Smarter dishwasher, smarter cook

Today before breakfast, we started the dishwasher. I think they might have been clean already, but when I saw Avdi loading all the dirty cups from the counters in, I didn’t complain.

Today making scrambled eggs, I didn’t have my favorite spatula. It was in the dishwasher. Dang it! This is a danger of running the dishwasher during the day: some dishes are unavailable.

Then after breakfast, I couldn’t put the dirties in the dishwasher, because it was running. I had to leave them in the sink or wash them by hand.

My brother-in-law, Tyler, has a system for this. Every night he starts the dishwasher, and every morning he empties it. Not full? Oh well, start it anyway.

He always knows whether they’re dirty or clean, based on the time of day. He has access to all his favorite spatulas all day. He can load the dishes into the dishwasher as soon as they’re dirty. For added bonus: the dishwasher makes its noise while no one is in the kitchen. He can predict his usage of dishwasher pellets: one per day.

Why doesn’t everyone do this? Waste, I guess. The dishwasher uses water and electricity to wash a partial load of dishes. To avoid this waste, I maintain state: is it full yet? Are the dishes clean or dirty? Am I going to need this spatula before it’s done? Why are these dirty dishes in the sink?

What if the dishwasher is smart enough to use less water and effort when there are fewer dishes? The washing machine totally does this. What if we can take care of the waste by add complexity to the dishwasher, leaving my life less complex so I can concentrate on the scrambled eggs?

Maybe tracking all this makes me feel more in-control of the kitchen. Maybe it feels like part of the core work of housekeeping. But it ain’t like anybody’s standing there admiring it. The value I provided this morning wasn’t dishwasher management; it was scrambled eggs.

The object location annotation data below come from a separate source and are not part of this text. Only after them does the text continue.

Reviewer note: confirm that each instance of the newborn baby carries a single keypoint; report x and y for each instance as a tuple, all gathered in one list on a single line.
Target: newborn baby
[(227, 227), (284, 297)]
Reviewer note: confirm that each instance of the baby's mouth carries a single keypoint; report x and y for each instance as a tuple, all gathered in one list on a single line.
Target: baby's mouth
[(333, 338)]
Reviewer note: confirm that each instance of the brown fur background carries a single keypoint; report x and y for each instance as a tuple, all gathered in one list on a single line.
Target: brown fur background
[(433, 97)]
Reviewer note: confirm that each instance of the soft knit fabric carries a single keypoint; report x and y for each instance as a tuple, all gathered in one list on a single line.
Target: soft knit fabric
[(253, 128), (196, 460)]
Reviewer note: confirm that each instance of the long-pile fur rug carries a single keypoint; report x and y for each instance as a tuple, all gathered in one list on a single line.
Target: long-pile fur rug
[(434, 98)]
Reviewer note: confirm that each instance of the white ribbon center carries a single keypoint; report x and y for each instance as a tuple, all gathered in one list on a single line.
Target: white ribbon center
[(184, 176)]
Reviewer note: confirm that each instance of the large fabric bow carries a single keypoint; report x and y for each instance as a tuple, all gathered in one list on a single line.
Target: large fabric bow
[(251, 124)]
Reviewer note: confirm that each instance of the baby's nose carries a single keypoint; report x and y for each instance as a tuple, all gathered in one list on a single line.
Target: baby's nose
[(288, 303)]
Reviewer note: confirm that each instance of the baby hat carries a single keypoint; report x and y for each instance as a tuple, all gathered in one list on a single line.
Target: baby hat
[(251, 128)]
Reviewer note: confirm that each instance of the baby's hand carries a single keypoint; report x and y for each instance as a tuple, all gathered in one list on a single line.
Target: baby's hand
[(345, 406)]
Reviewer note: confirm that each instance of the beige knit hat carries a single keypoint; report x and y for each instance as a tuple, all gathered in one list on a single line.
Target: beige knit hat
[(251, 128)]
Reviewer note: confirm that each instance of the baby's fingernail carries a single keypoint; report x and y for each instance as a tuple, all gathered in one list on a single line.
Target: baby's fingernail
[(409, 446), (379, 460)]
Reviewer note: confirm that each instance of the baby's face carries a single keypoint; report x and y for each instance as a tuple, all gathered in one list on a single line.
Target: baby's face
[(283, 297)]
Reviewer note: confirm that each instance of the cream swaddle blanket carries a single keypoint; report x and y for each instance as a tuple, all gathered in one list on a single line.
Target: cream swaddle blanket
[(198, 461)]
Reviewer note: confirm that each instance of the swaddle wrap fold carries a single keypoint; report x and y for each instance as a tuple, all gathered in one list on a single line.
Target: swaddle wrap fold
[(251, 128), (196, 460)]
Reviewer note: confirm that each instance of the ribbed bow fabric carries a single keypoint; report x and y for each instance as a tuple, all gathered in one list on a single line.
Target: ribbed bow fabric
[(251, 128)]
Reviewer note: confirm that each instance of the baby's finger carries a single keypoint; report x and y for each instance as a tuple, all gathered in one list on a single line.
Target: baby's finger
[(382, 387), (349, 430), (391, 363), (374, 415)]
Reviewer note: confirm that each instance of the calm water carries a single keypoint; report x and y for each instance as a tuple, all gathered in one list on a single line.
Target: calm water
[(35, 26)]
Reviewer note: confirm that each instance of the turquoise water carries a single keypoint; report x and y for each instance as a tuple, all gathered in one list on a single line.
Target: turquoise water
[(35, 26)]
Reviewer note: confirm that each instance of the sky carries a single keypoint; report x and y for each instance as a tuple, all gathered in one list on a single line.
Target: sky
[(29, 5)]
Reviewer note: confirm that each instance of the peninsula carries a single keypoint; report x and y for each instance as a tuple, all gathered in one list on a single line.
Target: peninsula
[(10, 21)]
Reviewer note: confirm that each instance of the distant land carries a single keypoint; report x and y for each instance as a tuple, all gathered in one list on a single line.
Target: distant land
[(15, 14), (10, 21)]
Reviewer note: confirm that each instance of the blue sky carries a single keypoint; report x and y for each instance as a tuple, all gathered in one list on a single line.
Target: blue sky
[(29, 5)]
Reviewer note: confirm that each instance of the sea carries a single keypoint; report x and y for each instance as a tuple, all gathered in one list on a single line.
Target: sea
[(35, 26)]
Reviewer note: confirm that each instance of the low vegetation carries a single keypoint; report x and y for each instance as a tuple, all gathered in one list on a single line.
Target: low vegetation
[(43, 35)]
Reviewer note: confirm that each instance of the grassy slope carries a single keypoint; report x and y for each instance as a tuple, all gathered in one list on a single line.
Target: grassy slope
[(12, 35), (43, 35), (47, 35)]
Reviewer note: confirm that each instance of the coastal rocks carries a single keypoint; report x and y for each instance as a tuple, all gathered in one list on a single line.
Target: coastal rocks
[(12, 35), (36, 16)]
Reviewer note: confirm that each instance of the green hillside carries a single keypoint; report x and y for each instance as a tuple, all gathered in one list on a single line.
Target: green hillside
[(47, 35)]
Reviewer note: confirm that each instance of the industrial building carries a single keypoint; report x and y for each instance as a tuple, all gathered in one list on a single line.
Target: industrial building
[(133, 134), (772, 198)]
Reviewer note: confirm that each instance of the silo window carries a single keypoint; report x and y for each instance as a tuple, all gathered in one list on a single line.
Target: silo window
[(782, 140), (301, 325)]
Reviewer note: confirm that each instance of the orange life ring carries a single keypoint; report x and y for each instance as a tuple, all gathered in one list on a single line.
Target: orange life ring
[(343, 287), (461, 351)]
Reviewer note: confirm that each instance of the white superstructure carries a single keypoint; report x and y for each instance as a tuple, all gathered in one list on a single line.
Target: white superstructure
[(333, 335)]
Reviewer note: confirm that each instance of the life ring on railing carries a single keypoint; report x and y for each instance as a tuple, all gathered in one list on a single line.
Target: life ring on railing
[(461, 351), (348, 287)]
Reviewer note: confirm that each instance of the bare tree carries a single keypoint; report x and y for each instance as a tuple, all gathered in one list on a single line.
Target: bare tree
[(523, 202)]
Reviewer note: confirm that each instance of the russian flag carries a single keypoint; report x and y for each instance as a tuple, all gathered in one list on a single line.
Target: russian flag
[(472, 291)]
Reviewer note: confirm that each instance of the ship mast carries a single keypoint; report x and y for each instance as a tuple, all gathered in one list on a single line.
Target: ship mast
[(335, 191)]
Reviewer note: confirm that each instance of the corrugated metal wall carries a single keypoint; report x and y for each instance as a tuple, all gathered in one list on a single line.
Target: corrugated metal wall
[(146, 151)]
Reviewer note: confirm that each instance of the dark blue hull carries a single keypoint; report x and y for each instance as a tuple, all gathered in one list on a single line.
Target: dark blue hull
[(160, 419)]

When programming, keeping track of memory usage used to be part of the necessary complexity. Now that we have efficient garbage collection, we don’t have to use brainspace on that. We aren’t less powerful programmers because we leave memory recovery to the garbage collector; we are more powerful because we can use our brains on the germane complexity of the business.

The system as a whole, with a smarter dishwasher or garbage collector, is more complex. But that’s fine, because there’s a boundary; someone else understands dishwashing or memory management. A lot of complexity in that component relieves me of a little complexity in kitchen management, and that means I can handle more complexity in my chosen domain. Or in programming, I can think more at a higher level because someone else is thinking hard at a lower level.

Starting tonight, I’m gonna let the dishwasher do a little extra work. Then I will concentrate on the work people care about, and make better scrambled eggs.